I have something called Benign Paroxysmal Positional Vertigo. I like the benign right in the name. This, I'm told, is the doing of a stonelike deposit in my left inner ear. I am given a Gravol injection and some pills, and Eva pays $20 for a note granting me three days off work. They tell me that this is good because I'll also have the weekend to recover (assuming, as most people unthinkingly do, that I don't work retail). As it so happens I do work retail, but don't work weekends.
I am in and out of the hospital in seventy minutes flat. This is some kind of medical miracle. The nurses and doctor have been unanimously friendly. This is a hospital experience I would recommend, were it not for the crazy vertigo that landed me in it. We are en route to where I'm supposed to be working right now to drop off my doctor's note (Eva does this while I fret in the car) and pick up my prescription (ditto)
The Gravol shot knocks me out. The pills -- betahistine, they're called -- do the same thing. I spend most of Wednesday asleep. Eva is working from home in case I need her. I love my wife.

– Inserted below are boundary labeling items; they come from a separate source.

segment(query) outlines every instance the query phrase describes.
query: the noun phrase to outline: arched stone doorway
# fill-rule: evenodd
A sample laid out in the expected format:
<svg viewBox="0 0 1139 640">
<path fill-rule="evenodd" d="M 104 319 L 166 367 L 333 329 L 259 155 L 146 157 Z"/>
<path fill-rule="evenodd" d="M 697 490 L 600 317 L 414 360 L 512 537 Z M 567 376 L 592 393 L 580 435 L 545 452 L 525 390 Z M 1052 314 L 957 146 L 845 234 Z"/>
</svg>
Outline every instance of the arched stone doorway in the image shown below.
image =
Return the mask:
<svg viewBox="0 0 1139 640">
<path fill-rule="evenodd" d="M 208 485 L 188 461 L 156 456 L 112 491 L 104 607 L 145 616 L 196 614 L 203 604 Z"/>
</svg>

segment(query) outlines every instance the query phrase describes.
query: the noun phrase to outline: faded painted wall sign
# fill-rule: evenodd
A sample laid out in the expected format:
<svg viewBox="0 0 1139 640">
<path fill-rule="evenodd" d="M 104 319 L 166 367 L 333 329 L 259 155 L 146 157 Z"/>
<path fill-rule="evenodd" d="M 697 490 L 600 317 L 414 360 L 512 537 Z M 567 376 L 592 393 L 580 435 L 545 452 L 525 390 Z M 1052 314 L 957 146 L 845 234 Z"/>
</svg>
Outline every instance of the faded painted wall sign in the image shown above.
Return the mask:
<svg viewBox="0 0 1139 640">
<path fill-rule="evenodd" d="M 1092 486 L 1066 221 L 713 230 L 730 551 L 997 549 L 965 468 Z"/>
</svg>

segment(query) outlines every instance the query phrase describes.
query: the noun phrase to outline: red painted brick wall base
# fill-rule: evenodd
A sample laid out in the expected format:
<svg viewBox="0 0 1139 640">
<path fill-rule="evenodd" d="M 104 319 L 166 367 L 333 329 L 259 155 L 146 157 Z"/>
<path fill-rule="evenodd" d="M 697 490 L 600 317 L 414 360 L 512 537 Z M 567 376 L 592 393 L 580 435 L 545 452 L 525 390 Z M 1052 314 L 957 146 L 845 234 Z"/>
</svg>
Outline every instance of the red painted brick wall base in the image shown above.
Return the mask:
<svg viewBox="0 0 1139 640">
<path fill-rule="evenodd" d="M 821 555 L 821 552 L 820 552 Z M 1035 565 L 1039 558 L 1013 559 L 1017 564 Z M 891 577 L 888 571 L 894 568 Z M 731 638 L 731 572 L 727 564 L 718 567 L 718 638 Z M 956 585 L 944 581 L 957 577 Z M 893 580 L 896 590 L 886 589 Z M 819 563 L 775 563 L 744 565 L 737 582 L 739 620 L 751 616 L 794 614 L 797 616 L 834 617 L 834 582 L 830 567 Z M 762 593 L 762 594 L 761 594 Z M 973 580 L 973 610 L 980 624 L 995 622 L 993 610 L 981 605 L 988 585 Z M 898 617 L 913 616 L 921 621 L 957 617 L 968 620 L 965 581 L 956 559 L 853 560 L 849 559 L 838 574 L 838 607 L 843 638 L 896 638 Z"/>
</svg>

Thank you, love, for taking me in, for holding me up, for (literally, this time) being my port in a storm. Thank you to everyone who has checked in on me. I'm on the mend. Each day has been a little bit better, with fewer and fewer dizzy spells. Today I've had four, the worst being when I woke up and got out of bed. I should be all clear by Monday...back to my standard level of dizziness.
2 comments:
Yikes! I hope you recover quickly. I have several friends who have had vertigo and it sounds extremely unpleasant. There is some physiotherapiy kinds of things you can do for it, I think.
Karen! I have missed you and I hope all is all right in your world. Yes, thank you...I'm getting better. I had a bit of a relapse today...moving motor vehicles are not quite in my comfort zone, let's say. But each day has been better and I should be ready for work on Monday.